Non sfrecciano i ricavi della Formula Uno. Anzi, risultano in calo e vengono sorpassati per la prima volta da quelli del calcio di serie A. Lo rivela, a pochi giorni di distanza dall’inizio della nuova stagione di F1 (che inizierà domenica nel circuito d’Australia), una indagine realizzata da StageUp, società di servizi dedicata al mondo dello sport & leisure.
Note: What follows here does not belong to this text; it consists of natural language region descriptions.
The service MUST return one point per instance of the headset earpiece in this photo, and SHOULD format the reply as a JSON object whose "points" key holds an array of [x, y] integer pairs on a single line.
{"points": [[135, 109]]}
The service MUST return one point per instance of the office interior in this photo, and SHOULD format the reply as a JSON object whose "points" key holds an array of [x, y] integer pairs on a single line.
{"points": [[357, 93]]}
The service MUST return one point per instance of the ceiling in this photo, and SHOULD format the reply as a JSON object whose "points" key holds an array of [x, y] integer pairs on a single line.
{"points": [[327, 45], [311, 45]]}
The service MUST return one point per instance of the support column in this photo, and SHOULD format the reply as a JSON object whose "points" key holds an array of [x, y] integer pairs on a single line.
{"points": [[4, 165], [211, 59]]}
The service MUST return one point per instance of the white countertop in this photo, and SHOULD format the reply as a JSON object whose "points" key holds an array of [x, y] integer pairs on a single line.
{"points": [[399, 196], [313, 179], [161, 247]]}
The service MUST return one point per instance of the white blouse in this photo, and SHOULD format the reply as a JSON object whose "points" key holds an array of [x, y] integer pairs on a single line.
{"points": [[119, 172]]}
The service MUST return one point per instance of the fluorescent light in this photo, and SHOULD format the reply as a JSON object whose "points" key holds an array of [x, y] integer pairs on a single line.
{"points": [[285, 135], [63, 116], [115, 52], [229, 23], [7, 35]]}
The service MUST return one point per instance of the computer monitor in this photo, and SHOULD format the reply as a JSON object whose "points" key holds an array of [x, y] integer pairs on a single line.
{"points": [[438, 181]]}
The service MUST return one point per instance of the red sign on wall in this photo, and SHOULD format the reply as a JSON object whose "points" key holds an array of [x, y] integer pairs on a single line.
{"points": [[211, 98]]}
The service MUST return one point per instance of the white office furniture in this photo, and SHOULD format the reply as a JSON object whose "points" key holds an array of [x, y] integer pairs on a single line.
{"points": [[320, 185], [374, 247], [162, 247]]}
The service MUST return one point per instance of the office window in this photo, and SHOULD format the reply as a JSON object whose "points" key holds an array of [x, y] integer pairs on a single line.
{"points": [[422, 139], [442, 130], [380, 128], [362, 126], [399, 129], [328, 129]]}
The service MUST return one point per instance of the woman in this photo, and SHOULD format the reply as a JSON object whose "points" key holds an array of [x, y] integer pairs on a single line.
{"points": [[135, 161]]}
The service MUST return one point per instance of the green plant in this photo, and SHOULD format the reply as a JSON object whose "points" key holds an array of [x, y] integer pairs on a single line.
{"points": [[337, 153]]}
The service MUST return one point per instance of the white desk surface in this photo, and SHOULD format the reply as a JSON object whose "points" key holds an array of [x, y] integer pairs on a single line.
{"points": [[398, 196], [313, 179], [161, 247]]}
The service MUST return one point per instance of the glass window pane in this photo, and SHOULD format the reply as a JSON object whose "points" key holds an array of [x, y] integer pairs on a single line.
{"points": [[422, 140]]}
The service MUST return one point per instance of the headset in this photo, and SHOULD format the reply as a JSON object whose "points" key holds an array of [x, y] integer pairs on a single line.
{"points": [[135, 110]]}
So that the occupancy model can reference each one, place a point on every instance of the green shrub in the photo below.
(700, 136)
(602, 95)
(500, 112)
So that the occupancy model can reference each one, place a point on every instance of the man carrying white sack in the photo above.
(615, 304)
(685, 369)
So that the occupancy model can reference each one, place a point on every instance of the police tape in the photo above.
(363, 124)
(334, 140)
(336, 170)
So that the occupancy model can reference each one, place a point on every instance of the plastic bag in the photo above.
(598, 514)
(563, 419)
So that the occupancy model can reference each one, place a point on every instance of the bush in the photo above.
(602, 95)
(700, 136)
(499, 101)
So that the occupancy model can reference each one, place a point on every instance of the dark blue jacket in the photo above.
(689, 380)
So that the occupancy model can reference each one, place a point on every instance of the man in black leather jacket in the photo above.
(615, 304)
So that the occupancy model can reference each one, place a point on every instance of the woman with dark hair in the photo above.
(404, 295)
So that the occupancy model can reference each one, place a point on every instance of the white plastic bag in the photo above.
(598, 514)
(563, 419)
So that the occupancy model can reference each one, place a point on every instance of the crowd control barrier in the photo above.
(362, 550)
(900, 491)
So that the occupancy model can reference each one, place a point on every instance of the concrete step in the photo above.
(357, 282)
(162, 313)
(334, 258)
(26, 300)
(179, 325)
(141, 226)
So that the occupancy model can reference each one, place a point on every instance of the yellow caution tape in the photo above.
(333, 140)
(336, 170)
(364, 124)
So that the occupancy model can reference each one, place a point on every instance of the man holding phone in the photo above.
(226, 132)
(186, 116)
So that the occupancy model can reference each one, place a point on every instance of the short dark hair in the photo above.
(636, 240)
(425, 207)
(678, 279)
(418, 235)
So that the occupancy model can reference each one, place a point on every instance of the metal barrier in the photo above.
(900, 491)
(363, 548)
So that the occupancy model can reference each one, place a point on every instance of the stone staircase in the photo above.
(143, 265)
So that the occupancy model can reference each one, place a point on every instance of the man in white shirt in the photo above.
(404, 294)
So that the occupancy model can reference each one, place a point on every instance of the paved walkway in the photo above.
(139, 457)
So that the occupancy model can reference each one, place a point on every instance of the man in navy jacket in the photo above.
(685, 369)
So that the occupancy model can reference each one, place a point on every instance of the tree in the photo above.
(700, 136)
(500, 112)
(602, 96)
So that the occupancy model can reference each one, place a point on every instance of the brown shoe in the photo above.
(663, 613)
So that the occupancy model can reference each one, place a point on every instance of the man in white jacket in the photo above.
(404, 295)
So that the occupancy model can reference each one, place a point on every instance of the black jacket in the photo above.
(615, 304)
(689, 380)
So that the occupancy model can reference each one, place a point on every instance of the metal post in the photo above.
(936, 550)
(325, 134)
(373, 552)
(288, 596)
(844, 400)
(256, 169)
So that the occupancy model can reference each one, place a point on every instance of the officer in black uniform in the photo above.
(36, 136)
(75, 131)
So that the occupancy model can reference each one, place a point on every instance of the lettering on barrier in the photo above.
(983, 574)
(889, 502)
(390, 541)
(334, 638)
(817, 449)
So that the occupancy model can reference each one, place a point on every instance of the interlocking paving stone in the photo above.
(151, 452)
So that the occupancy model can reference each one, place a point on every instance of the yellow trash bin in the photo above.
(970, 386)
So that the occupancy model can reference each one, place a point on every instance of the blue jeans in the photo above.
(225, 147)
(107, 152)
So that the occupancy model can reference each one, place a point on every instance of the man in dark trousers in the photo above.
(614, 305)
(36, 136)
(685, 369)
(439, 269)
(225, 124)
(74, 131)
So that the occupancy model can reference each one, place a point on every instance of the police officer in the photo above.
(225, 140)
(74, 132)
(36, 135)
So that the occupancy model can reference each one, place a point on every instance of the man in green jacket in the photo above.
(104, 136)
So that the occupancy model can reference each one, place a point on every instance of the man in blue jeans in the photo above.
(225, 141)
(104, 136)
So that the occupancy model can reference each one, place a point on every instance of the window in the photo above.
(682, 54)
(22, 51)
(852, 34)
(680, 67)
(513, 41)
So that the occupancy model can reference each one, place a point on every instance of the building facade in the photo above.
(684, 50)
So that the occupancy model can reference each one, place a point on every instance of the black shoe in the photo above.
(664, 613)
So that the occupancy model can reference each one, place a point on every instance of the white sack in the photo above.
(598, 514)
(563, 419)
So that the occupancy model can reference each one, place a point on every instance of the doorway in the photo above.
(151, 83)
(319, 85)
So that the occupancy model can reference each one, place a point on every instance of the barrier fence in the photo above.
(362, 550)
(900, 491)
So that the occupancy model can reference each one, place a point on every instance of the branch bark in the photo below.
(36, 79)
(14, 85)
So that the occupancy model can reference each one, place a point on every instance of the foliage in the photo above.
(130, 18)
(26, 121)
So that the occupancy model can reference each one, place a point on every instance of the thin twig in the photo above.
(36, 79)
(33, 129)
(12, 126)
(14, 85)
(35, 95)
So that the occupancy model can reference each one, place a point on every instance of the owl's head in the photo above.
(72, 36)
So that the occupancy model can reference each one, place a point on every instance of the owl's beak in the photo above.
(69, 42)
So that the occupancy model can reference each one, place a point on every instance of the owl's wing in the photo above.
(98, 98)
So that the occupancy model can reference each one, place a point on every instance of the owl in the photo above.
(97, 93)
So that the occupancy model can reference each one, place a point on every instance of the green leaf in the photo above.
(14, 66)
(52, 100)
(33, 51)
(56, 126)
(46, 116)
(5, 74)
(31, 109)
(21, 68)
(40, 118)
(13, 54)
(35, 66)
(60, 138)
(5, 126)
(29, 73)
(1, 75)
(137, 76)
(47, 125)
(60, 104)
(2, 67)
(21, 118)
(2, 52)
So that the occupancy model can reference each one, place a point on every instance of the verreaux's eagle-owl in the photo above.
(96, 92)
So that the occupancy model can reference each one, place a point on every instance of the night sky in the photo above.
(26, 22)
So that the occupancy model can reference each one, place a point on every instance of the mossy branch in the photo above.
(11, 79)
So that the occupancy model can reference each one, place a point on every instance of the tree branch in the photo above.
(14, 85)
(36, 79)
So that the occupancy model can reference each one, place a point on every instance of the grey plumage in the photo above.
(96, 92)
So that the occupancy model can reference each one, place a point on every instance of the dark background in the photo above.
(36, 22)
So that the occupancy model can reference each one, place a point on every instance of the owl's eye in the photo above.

Nella stagione 2011 il complesso delle scuderie partecipanti alla F1 ha fatturato 1.438 milioni di euro, per la prima volta meno del massimo torneo del pallone, che nella stagione 2010/11 ha traguardato i 1.618 milioni di euro. Non solo. Secondo l’analisi di StageUp, nelle ultime tre stagioni i team di Formula Uno hanno perso il 41% dei ricavi aggregati contro una crescita di introiti dei club di Serie A del 14%.

E se il calcio di serie A batte la Formula 1, una spiegazione c’è: “il calo di ricavi della Formula Uno – spiega in video streaming Giovanni Palazzi, presidente di StageUp – deriva sostanzialmente da tre cause. La prima è l’uscita di scena, negli ultimi anni, di alcune grandi case automobilistiche, come ad esempio Toyota e Honda, che non hanno più un loro team ufficiale. La seconda è una decisa contrazione dei ricavi da sponsorizzazioni che incidono fino al 70% sui budget. La terza è una bassa incidenza delle entrate da diritti televisivi, spesso motivo di attriti fra Ecclestone e le scuderie”.